I'm looking for the most performant way to transform a huge seq (size
250000) of maps into a single CSV.
The data structure looks something like:
(def data-struct
(repeat 250000 {:one 1 :two 2 :three 3 :four 4}))
A naive implementation would be:
(let [f #(->> % (map (comp str val)) (clojure.string/join ","))]
(->> data-struct
(map f)
(clojure.string/join "\n")))
However, this takes far too long for my application (an the order of 10s of
seconds).
Another attempt using reducers:
(require '[clojure.core.reducers :as r])
(let [f #(->> % (map (comp str val)) (clojure.string/join ","))
r-join (fn
([] nil)
([x y]
(if (and x y) (str x "\n" y)
(if x (str x)
(if y (str y))))))]
(->> data-struct
(r/map f)
(r/fold r-join)))
Still not great.
But, Looking at the sources of clojure.string/join and clojure.core/str, it
becomes apparent that the both implementations create an instance of
java.lang.StringBuilder
for each element in the sequence. (I have to imagine this is the main
issue, even though GC seems to only be ~5% of the runtime)
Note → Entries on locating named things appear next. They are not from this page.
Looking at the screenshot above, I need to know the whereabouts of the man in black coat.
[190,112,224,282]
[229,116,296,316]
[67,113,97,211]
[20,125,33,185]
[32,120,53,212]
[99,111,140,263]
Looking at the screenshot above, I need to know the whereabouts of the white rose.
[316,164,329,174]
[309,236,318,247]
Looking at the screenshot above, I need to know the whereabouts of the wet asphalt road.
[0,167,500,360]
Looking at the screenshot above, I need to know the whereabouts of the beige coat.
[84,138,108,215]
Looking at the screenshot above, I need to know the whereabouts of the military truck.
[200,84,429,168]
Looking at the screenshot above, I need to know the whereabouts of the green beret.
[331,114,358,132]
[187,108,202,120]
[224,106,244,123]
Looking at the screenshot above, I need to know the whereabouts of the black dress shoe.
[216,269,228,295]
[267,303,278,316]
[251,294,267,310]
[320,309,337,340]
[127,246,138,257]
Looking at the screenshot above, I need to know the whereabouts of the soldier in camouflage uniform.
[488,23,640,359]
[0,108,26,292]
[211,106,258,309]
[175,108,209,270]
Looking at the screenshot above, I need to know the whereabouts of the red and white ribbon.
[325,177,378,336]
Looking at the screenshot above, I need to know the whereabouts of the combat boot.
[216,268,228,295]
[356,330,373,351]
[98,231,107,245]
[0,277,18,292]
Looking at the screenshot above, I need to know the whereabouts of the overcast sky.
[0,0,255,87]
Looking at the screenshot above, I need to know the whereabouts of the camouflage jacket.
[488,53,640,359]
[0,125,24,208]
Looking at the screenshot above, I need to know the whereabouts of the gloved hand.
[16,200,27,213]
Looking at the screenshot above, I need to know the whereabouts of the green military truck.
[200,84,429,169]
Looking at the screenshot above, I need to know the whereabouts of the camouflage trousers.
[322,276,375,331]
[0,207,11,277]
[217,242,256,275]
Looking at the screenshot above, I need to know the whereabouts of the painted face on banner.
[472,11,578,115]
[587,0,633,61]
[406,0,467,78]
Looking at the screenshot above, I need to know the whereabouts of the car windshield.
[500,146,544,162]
Would it make sense to instantiate one java.lang.StringBuilder for all of
the concatenation (and call java.lang.StringBuilder append)?
What's the best way to do this with idiomatic Clojure?
Thanks a lot!
--
You received this message because you are subscribed to the Google
Groups "Clojure" group.
To post to this group, send email to [email protected]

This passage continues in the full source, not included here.